Official Member of the Legislative Council
- In office 1951–1953
- Succeeded by: Alan Roberts

Personal details
- Died: 8 November 1977 (aged 82)

= Bert Jones (public servant) =

John Herbert Jones (died 8 November 1977) was an Australian public servant. He spent most of his career in Papua and New Guinea, serving as an official member of the Legislative Council between 1951 and 1953.

==Biography==
Jones joined the civil service of the Territory of New Guinea in 1921. He became District Commissioner of Sepik District and later held the same role in Madang. Following the Japanese invasion he helped evacuate the civilian population and then became a
coastwatcher for four months. After leaving his post, he walked over five hundred kilometres from Wewak to Wau. He subsequently served as a colonel in the Australian New Guinea Administrative Unit. During the war he met Edna Kaye in Port Moresby, who he later married.

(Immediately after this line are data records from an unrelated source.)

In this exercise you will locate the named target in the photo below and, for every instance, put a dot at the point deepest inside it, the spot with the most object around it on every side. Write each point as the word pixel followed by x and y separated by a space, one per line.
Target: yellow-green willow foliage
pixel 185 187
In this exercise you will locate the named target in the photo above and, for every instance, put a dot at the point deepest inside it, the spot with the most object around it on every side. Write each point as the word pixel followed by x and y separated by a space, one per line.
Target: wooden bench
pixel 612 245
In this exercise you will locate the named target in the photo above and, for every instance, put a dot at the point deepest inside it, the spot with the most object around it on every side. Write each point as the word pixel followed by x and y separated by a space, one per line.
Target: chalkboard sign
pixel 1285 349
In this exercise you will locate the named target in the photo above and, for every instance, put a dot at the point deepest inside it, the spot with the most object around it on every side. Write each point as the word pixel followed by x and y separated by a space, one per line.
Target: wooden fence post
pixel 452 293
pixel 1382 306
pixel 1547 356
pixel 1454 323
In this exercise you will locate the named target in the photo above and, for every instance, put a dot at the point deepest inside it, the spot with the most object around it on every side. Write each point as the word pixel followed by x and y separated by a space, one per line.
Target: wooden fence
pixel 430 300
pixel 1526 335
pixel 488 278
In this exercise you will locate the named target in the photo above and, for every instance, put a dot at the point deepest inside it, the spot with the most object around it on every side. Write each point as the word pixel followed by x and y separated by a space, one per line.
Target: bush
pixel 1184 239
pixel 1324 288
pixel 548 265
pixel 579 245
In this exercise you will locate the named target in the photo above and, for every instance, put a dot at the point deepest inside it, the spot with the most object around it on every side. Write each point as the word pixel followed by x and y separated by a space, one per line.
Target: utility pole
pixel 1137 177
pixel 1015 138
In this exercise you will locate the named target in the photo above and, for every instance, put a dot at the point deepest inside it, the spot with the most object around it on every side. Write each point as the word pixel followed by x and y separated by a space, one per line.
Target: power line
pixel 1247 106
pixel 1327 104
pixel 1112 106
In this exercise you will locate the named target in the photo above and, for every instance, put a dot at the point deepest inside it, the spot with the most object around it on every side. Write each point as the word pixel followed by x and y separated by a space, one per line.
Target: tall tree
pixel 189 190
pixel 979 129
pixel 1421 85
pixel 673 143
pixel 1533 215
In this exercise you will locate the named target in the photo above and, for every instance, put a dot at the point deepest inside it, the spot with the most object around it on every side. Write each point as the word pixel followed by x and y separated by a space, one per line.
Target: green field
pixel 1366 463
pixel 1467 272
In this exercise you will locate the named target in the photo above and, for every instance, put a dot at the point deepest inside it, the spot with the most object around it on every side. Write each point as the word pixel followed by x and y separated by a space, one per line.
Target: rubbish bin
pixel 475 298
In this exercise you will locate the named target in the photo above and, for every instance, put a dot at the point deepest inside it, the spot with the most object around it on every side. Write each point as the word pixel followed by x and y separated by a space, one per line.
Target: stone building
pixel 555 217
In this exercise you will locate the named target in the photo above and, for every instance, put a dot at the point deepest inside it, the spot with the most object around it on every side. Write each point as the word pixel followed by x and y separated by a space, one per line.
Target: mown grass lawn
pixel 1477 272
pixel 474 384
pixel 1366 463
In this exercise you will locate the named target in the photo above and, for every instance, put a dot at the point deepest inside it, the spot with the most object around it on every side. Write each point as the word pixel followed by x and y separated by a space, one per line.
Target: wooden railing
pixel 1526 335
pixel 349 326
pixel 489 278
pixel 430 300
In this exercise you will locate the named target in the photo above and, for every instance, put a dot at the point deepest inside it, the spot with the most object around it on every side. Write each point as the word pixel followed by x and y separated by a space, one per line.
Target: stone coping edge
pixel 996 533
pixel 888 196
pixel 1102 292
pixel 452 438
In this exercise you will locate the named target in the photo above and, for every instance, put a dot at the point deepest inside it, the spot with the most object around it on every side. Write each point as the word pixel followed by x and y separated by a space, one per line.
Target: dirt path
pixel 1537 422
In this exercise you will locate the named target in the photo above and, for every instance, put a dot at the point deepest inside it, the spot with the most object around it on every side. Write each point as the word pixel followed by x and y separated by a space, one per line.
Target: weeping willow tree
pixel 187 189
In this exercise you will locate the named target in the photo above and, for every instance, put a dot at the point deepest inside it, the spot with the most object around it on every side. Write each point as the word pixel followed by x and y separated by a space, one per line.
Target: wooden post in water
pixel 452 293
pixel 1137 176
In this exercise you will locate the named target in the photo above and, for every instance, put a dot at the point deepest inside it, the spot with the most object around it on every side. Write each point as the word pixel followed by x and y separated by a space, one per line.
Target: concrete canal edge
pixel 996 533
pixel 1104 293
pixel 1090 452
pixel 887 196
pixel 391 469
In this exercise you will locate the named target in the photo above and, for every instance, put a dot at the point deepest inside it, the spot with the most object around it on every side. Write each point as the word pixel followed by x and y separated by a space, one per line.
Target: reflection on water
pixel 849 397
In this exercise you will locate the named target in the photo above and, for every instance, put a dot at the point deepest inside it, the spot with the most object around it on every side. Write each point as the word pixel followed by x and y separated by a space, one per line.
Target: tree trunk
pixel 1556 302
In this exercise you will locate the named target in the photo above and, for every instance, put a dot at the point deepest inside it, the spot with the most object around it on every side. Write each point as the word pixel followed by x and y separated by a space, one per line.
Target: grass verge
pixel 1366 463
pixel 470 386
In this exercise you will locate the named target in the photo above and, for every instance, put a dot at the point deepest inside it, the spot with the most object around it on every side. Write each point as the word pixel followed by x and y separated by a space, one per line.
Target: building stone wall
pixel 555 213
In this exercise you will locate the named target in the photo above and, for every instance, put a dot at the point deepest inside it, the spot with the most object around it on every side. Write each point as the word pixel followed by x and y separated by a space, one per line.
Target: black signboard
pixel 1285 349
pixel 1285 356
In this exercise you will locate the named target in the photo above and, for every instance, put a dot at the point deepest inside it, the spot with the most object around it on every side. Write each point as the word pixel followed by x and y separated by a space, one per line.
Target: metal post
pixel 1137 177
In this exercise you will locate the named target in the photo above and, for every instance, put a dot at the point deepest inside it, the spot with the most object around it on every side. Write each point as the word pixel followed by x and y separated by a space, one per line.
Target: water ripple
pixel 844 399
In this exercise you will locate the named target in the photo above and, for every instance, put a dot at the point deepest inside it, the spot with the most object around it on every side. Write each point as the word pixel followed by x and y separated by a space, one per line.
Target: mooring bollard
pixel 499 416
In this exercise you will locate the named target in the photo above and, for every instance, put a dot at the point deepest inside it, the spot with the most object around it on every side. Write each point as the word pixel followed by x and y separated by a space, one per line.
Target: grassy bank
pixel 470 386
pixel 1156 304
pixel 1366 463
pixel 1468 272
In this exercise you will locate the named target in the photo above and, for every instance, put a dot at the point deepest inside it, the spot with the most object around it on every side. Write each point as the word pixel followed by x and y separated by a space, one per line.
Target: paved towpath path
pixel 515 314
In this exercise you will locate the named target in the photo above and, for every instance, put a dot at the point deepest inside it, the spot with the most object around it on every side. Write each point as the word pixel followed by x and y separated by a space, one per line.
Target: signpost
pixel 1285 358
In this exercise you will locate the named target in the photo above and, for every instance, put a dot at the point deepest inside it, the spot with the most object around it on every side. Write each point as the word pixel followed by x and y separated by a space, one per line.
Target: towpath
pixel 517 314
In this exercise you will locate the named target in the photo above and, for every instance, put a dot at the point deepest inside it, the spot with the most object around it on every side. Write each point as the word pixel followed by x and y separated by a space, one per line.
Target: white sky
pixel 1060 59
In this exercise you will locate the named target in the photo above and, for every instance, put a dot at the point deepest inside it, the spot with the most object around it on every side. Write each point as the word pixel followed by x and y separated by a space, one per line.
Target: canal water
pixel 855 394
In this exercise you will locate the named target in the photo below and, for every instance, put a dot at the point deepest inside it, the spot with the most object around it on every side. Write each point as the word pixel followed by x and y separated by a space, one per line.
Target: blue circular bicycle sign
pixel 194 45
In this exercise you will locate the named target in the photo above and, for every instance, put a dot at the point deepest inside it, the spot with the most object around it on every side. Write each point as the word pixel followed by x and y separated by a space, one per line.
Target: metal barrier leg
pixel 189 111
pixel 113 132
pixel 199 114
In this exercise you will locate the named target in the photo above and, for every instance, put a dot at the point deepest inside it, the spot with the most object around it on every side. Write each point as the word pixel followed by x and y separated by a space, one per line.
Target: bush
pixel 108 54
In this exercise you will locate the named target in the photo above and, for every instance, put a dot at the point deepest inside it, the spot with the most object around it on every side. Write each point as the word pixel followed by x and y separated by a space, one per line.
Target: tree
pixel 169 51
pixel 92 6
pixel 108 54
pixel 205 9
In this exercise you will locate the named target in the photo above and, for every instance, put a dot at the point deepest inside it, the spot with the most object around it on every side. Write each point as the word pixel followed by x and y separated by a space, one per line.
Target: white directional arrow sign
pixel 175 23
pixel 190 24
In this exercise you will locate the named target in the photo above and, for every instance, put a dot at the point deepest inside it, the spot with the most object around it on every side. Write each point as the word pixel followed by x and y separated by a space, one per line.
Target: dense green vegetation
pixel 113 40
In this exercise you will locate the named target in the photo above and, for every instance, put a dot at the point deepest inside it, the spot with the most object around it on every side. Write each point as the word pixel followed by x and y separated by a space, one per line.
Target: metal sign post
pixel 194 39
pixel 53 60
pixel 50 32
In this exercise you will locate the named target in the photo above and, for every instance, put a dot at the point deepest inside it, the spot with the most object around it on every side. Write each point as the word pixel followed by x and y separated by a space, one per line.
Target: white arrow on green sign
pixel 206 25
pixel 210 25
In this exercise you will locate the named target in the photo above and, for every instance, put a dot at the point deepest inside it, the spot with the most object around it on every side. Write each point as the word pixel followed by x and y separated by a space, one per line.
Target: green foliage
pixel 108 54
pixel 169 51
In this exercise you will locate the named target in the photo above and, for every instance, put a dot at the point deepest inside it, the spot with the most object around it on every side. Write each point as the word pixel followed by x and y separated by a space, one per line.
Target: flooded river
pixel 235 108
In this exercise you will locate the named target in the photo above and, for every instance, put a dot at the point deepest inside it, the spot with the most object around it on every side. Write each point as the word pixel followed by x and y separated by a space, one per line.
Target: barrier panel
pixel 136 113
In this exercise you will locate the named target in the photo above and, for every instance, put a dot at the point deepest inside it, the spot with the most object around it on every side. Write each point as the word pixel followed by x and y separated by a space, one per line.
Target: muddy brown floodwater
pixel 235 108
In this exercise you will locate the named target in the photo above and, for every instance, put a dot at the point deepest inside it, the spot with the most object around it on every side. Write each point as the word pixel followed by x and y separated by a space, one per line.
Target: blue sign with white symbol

Following the war, he was appointed Director of District Services and Native Affairs. Between 1949 and 1951 he was Acting Secretary for Planning and Development, before returning to his previous role. He was appointed to the Legislative Council following the 1951 elections. He resigned in 1953 when he joined the Australian Department of Territories, becoming Australia's representative at the United Nations Trusteeship Council.

He died on 8 November 1977 at the age of 82.